Many Evangelical Christian groups don't accept the theory that the Christian Bible wasn't known until various local and Ecumenical Councils, which they deem to be "Roman-dominated", made their official declarations.
   These groups believe that, in spite of the disagreements about certain books in early Christianity and, indeed, still today, the New Testament supports the view that Paul (2 Timothy 4:11–13), Peter (2 Peter 3:15–16), and ultimately John (Revelation 22:18–19) finalized the canon of the New Testament. Some note that Peter, John, and Paul wrote 20 (or 21) of the 27 books of the NT and personally knew all the other NT writers. (Books not attributed to these three are: Matthew, Mark, Luke, Acts, James, and Jude.
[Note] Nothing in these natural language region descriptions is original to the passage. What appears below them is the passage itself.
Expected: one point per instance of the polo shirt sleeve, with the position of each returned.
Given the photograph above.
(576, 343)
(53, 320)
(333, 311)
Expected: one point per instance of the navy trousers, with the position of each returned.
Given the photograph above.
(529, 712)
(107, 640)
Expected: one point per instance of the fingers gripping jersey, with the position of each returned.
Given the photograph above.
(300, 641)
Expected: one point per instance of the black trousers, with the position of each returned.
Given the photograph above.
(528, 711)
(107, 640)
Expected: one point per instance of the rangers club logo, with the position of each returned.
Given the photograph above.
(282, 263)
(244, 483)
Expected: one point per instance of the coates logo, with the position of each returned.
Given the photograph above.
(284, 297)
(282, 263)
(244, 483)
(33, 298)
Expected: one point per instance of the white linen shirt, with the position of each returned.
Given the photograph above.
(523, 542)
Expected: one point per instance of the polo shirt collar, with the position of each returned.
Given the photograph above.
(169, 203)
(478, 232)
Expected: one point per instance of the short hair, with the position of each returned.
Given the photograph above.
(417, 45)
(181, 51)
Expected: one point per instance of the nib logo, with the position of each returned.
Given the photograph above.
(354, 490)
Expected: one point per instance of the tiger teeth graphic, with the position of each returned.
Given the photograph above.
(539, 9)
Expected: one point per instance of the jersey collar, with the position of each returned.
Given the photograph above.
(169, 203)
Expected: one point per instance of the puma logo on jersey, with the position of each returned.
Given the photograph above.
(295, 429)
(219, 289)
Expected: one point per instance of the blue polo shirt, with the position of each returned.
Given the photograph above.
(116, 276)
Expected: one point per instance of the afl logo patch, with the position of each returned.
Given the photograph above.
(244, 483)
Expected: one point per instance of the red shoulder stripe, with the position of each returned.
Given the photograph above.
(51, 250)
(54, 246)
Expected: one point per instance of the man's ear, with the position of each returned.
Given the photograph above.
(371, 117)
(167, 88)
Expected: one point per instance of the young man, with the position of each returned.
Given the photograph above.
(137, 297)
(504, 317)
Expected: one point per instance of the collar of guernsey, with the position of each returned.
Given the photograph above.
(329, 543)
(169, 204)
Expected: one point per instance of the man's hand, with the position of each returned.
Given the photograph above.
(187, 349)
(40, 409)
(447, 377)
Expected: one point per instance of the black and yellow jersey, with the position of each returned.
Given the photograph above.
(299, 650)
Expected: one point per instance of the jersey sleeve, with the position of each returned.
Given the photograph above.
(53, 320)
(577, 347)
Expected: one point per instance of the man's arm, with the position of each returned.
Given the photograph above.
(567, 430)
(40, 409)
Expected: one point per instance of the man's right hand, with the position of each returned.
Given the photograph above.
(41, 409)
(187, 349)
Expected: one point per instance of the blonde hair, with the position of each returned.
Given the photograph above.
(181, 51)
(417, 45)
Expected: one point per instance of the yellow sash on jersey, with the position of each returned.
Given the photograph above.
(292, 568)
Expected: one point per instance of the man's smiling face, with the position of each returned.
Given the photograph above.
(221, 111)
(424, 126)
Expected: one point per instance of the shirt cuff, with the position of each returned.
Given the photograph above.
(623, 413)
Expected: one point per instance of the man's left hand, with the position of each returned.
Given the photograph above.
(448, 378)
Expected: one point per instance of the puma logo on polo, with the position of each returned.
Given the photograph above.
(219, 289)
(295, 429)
The authorship of Hebrews has long been disputed.)
   Evangelicals tend not to accept the Septuagint as the inspired Hebrew Bible, though many of them recognize its wide use by Greek-speaking Jews in the first century. They note that early Christians knew the Hebrew Bible, since around 170 Melito of Sardis listed all the books of the Old Testament that those in the Evangelical faiths now use (without mentioning, at least explicitly, the Book of Esther and, on the other hand, explicitly including the deuterocanonical Book of Wisdom). Melito's canon is found in Eusebius EH4.26.13–14:
   St Athanasius is often quoted as endorsing 39 books in his Old Testament, rejecting any apocryphal writings. However his 39 books are a little different from the Protestant canon in that he rejects Esther and includes Baruch.
Many modern Protestants point to the following four "Criteria for Canonicity" to justify the selection of the books that have been included in the New Testament:
  1. Apostolic Origin — attributed to and based on the preaching/teaching of the first-generation apostles (or their close companions).
  2. Universal Acceptance — acknowledged by all major Christian communities in the ancient world (by the end of the fourth century).
  3. Liturgical Use — read publicly when early Christian communities gathered for the Lord's Supper (their weekly worship services).
  4. Consistent Message — containing a theological outlook similar or complementary to other accepted Christian writings.
The basic factor for recognizing a book's canonicity for the New Testament was divine inspiration, and the chief test for this was apostolicity. The term apostolic as used for the test of canonicity doesn't necessarily mean apostolic authorship or derivation, but rather apostolic authority. Apostolic authority is never detached from the authority of the Lord. See Apostolic succession.
   It is sometimes difficult to apply these criteria to all books in the accepted canon, however, and some point to books that Protestants hold as apocryphal which would fulfill these requirements.